# How to load a bag to vacuum seal it?



## jusmejim (Sep 5, 2019)

OK, hopefully no one will make too much fun of my question here.

When you're loading your bags to vacuum seal them how do you keep from getting the contents all over the inside edge of the bag?  Is there some sort of a "funnel" that you can get to help get the contents in the bag without getting it all over where the seal should be?


----------



## mike243 (Sep 5, 2019)

I will roll the top down some so if I hit the sides its not where I seal,not enuff hands to hold bag funnel ladle lol


----------



## tropics (Sep 5, 2019)

after folding the sides down use a paper or plastic plate


----------



## 6GRILLZNTN (Sep 5, 2019)

mike243 said:


> I will roll the top down some so if I hit the sides its not where I seal,not enuff hands to hold bag funnel ladle lol


This!


----------



## johnmeyer (Sep 5, 2019)

Search this forum because this has been discussed a few times. Here is one thread I found, but I think there is at least one more:

Vacuum sealing bulk sausage

You will find several funnel inventions, very much like you were thinking of.


----------



## Fueling Around (Sep 5, 2019)

Never a dumb question and sometimes the search function gives too many partial answers depending on your parameters.


mike243 said:


> I will roll the top down some so if I hit the sides its not where I seal, not enuff _(sic)_ hands to hold bag funnel ladle lol


Ditto
If the contents are very juicy, I either stop the vac before they hit the seal area or give it a bath in the freezer


----------



## siege (Sep 5, 2019)

I use thin flexible plastic cutting boards. You can roll them into a cylinder, slide it ino the bag, drop the food in slide out the cutting board.They have them at the dollar store. Disposable foil pans work, too.


----------



## forktender (Sep 5, 2019)

Personally I just toss it in then wipe the seal area with a paper towel moistened with white vinegar to clean it up.
I rarely have seal issues if I do I just reseal it a little further down the bag.


----------



## nchapelheel (Sep 6, 2019)

I started using the folded over bag technique. I still made a mess that way some
times. Someone on this forum,(don't remember who), suggested using thee silicone mats rolled around
whatever is going into the bag, then inserting the rolled mat deep in the bag.
Pull out the mat and then seal the bag. Works amazingly well.


----------



## sigmo (Sep 24, 2019)

For very runny stuff, I stuff the bag into a big drinking container that's actually an old Tupperware gadget.  Just find something the right size.  Then fold the opening down over the container if you wish (or not depending on the way things fit).

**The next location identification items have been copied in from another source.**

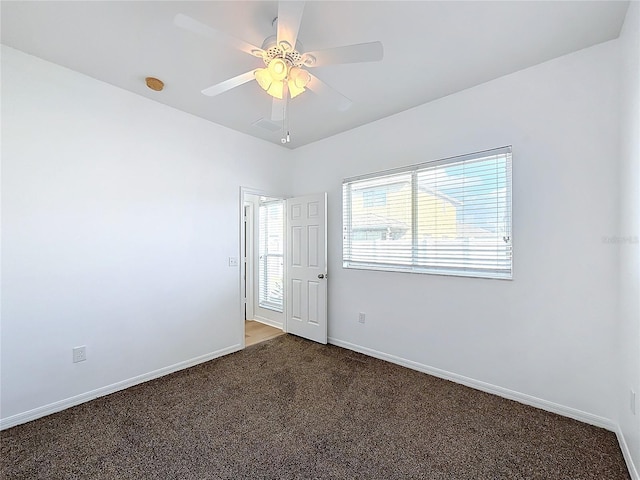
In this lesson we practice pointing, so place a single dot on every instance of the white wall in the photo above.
(628, 344)
(549, 333)
(118, 218)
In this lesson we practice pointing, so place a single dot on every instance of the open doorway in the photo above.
(263, 267)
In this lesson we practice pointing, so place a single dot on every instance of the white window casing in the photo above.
(449, 216)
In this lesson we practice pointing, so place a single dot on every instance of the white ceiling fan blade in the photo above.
(289, 18)
(318, 87)
(188, 23)
(277, 110)
(229, 84)
(361, 52)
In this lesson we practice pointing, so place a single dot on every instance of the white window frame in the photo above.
(424, 259)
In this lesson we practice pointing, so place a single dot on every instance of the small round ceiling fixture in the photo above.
(154, 84)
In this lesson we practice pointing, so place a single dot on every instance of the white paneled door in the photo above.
(306, 273)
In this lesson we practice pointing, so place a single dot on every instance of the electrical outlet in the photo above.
(79, 354)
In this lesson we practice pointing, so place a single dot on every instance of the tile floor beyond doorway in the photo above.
(256, 332)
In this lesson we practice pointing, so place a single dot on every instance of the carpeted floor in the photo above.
(293, 409)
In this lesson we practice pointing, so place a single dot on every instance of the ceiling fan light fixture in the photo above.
(263, 77)
(299, 77)
(294, 90)
(278, 69)
(276, 89)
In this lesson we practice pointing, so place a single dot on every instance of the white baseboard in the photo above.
(633, 471)
(45, 410)
(485, 387)
(267, 321)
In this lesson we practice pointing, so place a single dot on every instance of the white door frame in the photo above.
(247, 261)
(253, 191)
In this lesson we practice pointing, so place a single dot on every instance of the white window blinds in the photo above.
(450, 216)
(271, 254)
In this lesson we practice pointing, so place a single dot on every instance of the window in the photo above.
(271, 254)
(450, 216)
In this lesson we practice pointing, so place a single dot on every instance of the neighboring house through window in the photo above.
(451, 216)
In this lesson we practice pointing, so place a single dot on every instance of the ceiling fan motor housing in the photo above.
(272, 50)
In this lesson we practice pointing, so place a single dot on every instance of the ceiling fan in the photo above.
(285, 73)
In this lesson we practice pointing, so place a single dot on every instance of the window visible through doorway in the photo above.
(271, 254)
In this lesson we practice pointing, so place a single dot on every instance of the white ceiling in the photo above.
(431, 49)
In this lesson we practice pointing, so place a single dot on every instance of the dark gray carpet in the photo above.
(288, 409)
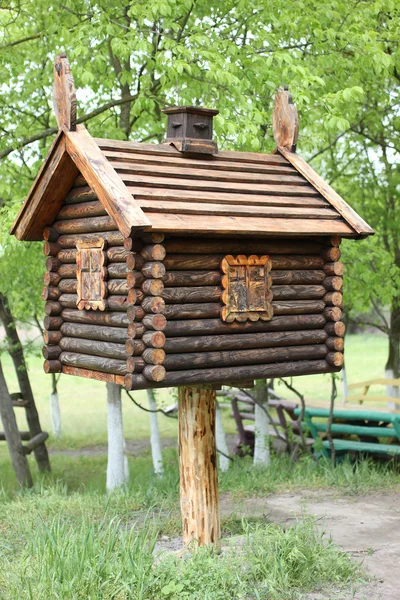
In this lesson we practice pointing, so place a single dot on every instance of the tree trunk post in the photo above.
(13, 437)
(117, 472)
(261, 432)
(155, 441)
(198, 466)
(17, 355)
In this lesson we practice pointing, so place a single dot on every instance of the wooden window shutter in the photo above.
(91, 275)
(247, 294)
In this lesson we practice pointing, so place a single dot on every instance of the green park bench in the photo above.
(368, 426)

This holds the bag upright so I can do this on my own.

Then I use a funnel sold for home canning.  It has a wide mouth, and is designed for filling canning jars.  You can usually find these funnels this time of year right next to all of the canning jars at the department stores.

After the bag is full, I set the funnel aside and then I can lift the bag up out of the container I'm using as the holder, and roll it back into shape if that's needed.

I do this for filling ziplock freezer bags when freezing homemade soup or spaghetti sauce, etc, for freezing as well.  It's good to keep gunk out of the zippers just like it's good to keep stuff off of the sealing surfaces of a vacuum sealer bag.


----------